Speaking of the world. Well, we're in an interesting space here. Humanity is out of the bottle, in ships that can leap between solar systems, looking for any of its own. They're looking on planets that were scheduled for colonisation before the collapse of civilisation on Earth put a damper on things. Post-recovery, we're once again out here causing trouble. Though now we're doing it with friends, including sentient spiders, octopi, and bacteria which can absorb personalities and craft bodies and take them for a ride. It's an absolutely wild space, and one that's about to get even stranger. There's two major pieces of setting at play. One is a colony, populated by humans, whose past history we're slowly exposed to over the course of the book. A hardscrabble world on the bare edge of possible survivability, and a crew struggling to make things sustainable while thawing out the frozen sleeper cargo they brought with them gives things a terrifying frontier feel. The blend of the high tech and the low, the struggle at the edge of survivability, gives the setting an immediacy and a power it's hard to overemphasise. You can feel for these people, scrounging out a life from soil they have to make live for them, while overhead a sleeper ship circles in high orbit. And then, well, then there's the birds. Survivors of a research and terraforming team gone horribly wrong after collapse, evolving under pressure into duos that between them manage a convincing appearance of sentience, but individually definitely aren't. As characters they're fantastic, and I'll chat a bit more about that in a second, but wanted to say that the history of these duos, the desperation of a team trying to build something from the wrong side of societal collapse, that history is fantastic, Vividly imagined, authentically described, laced with the emotion and passion and horror that makes for authentic life.

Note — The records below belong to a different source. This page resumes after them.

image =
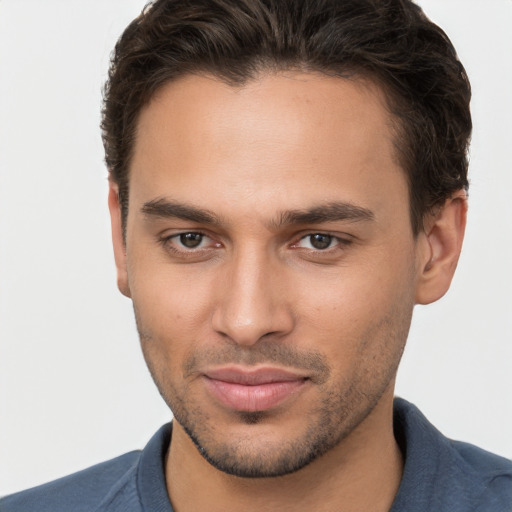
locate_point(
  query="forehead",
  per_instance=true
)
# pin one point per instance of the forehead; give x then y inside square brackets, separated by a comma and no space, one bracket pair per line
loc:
[280,140]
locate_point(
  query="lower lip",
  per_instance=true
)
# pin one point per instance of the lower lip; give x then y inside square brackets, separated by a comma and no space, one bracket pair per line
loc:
[260,397]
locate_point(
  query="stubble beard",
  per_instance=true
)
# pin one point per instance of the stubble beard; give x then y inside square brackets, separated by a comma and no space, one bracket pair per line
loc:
[340,409]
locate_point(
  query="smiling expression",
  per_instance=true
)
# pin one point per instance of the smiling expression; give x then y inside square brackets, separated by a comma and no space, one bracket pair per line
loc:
[271,262]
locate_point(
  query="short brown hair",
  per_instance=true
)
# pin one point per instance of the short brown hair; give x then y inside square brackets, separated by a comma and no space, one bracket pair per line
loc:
[390,42]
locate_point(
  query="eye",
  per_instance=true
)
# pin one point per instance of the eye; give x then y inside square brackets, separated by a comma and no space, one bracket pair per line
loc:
[318,241]
[190,240]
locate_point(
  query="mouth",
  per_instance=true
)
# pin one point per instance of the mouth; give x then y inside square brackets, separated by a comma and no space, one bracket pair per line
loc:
[252,390]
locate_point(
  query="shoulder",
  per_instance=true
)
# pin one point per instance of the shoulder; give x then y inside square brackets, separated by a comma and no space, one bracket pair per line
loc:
[82,491]
[442,474]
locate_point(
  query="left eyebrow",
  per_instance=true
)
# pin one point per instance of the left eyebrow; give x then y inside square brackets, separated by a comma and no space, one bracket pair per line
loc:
[166,209]
[330,212]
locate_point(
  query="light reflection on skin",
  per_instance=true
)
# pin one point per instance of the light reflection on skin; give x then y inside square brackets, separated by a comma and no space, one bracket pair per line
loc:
[257,171]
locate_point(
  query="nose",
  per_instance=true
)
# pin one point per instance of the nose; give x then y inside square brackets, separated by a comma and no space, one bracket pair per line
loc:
[251,302]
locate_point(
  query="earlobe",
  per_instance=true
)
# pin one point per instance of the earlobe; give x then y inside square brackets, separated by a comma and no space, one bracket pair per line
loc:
[443,236]
[118,239]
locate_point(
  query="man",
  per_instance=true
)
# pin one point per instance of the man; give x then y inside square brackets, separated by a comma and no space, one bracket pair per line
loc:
[287,180]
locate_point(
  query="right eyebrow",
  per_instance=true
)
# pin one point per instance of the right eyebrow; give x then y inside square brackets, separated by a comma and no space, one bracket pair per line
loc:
[166,209]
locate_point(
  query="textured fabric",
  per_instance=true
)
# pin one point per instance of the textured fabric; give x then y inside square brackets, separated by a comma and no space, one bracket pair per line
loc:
[440,475]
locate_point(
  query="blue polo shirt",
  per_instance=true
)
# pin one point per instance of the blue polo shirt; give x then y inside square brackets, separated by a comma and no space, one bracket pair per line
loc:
[440,475]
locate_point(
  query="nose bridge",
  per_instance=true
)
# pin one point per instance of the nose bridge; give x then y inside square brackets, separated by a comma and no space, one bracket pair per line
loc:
[251,304]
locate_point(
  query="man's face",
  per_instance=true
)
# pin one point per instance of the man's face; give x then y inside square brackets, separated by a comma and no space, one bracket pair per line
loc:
[271,263]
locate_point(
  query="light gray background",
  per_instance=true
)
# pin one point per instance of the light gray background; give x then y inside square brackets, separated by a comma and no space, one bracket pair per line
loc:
[74,389]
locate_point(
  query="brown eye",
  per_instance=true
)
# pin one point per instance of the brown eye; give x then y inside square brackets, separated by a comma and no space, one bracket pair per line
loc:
[191,240]
[320,241]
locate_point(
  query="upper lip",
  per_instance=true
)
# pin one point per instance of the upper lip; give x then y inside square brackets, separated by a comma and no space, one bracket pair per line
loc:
[252,377]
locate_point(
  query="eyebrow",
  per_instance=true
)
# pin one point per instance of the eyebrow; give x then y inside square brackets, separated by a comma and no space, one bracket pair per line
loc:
[330,212]
[166,209]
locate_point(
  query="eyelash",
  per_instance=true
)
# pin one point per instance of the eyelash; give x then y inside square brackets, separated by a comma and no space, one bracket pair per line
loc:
[169,244]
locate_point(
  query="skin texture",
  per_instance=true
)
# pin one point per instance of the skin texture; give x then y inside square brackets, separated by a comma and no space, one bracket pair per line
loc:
[269,231]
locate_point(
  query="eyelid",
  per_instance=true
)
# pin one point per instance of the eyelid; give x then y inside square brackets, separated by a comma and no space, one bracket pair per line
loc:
[342,238]
[166,240]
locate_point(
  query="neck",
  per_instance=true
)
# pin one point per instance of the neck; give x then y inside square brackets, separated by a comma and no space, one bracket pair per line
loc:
[362,472]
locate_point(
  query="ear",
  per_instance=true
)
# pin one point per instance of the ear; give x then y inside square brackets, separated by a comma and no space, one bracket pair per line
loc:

The characters match that feeling actually. There's the captain of the slow seed ship, desperately trying to pull tech and crew from the shattered remnants of his craft, and build a civilisation back up from nothing. Surrounded by his command crew and survivors, you can feel the pressure on them all, you can feel the passion and energy that animates a people who know that their survival is not guaranteed. Who know that the survival of everyone after them is not guaranteed. Who know they have to build something. They're people, top to toe. But the same is true of the ravens, talking to each other and construction their discussions with other people in terms of cultural references and constructed meaning. They're people, even if they're different. And the people of our future, the octopi and the living gestalts and the spiders and the humans learning to be better. They're all people, even in they're not all humans. And the differences of their lived experience are often, though not always subtle. And it's amazing how they all feel like people, but they also feel strange. But they feel genuine, and that's what matters - the experiences are comprehensible but different, and that's sometimes hard to get used to, but it's also an absolute delight. These are living breathing real people, they're just different to us, and how we expect to be. But they're amazingly well realised, and great fun to read.

Which is true of the story too. I won't spoil it , because there's some twists in there that took me a little while to absorb. But I will say that it works across multiple layers. This is a story which explores what it means ot be sentient. Explores the collapse and rebuilding of societies. Explores how people cope and manage in crisis. Explores identity and reality. But also explores family relationships and friendships and meaning. It doesn't shy away from either of these, and builds a story that is emotionally wracking but also an extremely compelling page-turner of action and adventure and mystery as a result.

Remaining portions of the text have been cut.